Have you had problems understanding conversion of amps in relation to KW or KVA ratings? Well you are not alone – we get questions on this subject often. So for your convenience, we have made a Power Factor Chart available to our customers 24/7. This chart does away with manual calculations, and also shows the amps/KW/KVA relationship in a way that is much easier to understand. Now generator rental selection can be correct the first time. As always you can call our staff to ensure that your selection is correct.
Wednesday, August 25, 2010
One of the advantages of AC power (versus DC) is the ability to use transformers to change the voltage. Electric utilities use thousands of transformers throughout their distribution systems and many commercial and industrial facilities use transformers extensively.
Not surprisingly, the temporary power industry uses transformers too.

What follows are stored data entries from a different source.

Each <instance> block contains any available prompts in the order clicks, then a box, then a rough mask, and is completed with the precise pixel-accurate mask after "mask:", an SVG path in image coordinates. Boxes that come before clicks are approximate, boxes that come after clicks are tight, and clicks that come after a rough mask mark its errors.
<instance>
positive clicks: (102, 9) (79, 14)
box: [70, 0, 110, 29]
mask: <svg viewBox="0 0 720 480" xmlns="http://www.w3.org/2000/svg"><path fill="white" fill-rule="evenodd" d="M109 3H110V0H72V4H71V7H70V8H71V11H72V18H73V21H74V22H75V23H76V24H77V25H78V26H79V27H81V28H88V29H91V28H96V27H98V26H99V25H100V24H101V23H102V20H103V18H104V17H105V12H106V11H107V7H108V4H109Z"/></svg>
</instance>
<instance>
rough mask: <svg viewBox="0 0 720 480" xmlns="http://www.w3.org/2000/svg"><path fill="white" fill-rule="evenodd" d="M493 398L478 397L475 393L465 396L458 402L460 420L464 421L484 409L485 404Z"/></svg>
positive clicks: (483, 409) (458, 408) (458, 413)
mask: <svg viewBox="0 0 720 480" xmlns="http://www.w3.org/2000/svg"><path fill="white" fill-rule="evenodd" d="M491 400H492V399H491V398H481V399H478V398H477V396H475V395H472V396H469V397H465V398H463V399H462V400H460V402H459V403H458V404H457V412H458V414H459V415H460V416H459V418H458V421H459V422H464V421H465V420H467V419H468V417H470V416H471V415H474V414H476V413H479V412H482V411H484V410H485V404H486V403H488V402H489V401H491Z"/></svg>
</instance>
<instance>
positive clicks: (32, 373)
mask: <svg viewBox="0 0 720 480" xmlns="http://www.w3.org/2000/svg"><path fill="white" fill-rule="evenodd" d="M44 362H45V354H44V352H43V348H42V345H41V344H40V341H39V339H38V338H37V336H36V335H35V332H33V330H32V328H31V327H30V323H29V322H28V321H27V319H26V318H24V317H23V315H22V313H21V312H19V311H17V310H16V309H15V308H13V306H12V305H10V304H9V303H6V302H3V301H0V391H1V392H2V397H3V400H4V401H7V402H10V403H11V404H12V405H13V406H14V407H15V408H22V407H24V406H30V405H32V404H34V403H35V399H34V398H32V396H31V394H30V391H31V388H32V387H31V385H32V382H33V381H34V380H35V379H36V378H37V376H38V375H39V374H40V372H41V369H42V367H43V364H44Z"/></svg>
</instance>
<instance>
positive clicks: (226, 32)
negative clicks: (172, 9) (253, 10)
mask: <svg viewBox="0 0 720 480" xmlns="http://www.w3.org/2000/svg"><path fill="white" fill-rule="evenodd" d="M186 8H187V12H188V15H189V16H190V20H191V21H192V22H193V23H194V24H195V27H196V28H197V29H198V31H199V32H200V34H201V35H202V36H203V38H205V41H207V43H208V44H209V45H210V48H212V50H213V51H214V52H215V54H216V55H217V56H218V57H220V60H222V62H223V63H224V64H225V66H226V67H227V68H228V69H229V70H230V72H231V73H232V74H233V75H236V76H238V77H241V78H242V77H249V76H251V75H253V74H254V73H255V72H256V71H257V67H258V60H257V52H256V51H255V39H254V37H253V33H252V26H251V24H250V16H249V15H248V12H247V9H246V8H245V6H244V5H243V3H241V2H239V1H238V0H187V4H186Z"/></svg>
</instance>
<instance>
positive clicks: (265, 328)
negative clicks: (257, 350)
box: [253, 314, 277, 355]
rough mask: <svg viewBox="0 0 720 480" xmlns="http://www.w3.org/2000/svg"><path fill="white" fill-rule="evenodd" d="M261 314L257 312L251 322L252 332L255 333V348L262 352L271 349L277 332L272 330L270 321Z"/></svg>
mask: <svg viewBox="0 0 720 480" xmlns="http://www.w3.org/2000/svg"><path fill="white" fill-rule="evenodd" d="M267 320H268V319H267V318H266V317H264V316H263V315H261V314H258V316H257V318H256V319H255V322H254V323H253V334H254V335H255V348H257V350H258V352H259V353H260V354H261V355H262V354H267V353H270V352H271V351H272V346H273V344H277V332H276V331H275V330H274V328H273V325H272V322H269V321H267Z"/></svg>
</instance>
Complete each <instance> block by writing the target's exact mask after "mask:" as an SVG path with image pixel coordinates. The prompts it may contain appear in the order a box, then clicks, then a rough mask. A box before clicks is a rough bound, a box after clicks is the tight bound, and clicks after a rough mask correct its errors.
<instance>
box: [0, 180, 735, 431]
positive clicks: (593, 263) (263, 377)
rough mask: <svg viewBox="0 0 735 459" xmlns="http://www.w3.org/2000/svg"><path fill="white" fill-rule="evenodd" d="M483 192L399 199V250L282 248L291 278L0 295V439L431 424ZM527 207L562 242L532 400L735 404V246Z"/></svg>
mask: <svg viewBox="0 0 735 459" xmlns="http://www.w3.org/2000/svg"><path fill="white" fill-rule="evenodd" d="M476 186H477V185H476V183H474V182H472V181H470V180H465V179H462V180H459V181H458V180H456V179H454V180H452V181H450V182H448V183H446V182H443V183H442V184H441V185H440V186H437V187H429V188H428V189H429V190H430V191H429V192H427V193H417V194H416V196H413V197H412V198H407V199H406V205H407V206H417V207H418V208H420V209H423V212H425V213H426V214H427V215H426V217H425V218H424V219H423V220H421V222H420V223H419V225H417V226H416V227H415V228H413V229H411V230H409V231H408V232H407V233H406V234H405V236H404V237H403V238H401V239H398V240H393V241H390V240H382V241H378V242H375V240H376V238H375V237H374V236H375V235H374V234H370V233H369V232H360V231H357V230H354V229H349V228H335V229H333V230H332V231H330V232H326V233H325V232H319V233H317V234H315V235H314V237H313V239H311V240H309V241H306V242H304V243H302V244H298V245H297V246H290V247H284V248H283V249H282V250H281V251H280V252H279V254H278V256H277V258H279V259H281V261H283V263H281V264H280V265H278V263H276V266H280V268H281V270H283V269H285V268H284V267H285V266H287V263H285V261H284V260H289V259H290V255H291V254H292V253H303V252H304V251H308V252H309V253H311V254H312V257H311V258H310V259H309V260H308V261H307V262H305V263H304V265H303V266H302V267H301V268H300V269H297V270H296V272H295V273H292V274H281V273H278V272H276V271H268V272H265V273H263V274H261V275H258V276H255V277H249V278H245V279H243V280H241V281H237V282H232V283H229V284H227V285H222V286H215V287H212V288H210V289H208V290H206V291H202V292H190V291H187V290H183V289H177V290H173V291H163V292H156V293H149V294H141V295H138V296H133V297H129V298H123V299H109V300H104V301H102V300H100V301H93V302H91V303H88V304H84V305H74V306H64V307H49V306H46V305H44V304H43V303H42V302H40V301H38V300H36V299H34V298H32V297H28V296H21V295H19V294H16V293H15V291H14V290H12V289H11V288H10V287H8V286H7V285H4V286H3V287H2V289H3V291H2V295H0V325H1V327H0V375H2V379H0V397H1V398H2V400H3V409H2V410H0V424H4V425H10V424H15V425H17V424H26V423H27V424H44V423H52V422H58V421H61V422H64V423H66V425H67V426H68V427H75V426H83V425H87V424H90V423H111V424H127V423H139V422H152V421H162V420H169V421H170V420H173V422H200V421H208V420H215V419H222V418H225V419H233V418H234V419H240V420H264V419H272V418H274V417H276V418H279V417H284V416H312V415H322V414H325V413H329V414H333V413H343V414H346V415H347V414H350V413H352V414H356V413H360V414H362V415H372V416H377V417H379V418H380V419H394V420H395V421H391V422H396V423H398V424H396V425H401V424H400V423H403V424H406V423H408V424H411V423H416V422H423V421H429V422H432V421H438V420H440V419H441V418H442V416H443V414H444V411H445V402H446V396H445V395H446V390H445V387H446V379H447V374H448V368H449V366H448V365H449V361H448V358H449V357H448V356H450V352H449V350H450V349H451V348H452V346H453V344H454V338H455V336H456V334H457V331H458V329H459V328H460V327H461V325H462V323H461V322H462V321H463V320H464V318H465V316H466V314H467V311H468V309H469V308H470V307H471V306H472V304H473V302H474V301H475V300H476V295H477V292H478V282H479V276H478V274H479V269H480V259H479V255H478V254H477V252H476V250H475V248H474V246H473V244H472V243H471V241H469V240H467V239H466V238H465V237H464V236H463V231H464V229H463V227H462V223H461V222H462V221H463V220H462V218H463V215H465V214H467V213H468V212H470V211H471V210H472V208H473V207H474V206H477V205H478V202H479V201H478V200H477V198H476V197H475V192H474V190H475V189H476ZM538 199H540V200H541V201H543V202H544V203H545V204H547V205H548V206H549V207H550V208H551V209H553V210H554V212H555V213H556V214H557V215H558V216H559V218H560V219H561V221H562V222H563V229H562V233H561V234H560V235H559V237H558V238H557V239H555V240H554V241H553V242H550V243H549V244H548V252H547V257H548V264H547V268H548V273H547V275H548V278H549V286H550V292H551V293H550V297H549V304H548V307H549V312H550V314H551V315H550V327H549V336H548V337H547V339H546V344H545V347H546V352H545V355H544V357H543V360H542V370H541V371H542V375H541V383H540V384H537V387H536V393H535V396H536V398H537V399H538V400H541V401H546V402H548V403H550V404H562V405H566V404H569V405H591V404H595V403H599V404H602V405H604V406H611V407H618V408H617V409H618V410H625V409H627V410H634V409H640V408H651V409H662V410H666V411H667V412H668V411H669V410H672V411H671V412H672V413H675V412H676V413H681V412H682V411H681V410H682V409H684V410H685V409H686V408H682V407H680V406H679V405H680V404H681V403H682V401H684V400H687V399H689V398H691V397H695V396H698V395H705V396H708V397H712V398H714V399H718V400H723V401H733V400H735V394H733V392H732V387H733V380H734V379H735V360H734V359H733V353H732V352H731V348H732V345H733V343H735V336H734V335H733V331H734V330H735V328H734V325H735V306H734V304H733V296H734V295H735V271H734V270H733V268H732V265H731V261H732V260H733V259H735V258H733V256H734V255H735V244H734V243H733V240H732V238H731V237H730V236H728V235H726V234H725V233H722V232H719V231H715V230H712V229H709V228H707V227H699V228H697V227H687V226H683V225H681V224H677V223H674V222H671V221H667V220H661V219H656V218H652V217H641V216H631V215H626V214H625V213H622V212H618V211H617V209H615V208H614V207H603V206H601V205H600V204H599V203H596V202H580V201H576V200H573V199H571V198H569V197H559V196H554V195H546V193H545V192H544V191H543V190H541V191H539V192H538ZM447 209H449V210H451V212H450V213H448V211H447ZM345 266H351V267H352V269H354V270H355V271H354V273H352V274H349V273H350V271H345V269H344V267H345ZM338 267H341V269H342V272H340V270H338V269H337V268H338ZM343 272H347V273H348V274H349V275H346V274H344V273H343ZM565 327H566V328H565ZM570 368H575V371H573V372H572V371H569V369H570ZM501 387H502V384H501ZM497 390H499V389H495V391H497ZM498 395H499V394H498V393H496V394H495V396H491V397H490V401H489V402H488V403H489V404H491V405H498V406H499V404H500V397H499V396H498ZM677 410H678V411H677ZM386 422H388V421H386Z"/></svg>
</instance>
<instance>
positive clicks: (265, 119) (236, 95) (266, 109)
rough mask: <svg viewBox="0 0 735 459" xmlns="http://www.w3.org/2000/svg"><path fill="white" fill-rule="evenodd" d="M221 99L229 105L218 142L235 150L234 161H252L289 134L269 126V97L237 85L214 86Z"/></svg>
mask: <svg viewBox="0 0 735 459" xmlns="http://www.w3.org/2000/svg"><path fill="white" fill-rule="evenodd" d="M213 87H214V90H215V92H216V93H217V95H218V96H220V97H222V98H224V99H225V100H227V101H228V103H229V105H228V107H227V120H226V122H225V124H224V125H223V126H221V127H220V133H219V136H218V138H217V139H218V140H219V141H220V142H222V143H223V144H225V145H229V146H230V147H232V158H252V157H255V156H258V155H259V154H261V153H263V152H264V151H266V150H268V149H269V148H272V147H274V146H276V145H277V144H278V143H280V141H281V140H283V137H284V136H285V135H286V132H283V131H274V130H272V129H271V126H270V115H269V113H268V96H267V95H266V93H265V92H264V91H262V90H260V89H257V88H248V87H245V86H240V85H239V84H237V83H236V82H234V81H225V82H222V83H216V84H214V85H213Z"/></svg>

Portable transformers have two primary used: they can change the voltage, either step-up or step-down, and they can provide electrical isolation. For example, some events might require 480V power, 220V power, and 120V power simultaneously. Rather than using multiple generators to provide the different voltages, it is often more economical to use a single generator and one or more transformers to satisfy the requirements.
In a concert situation, producers traditionally order 2 separate generators for lighting and sound. The primary reason for separate generators is that the electronic dimmers used in lighting control have the potential, under certain circumstances, to introduce hums and buzzes into the sound, and using separate generators eliminates that possibility. Another way to isolate the audio from the lighting, usually more economically, is to use an isolation transformer and one generator. In this case, the transformer does NOT change the voltage, merely protects the audio from unwanted interference.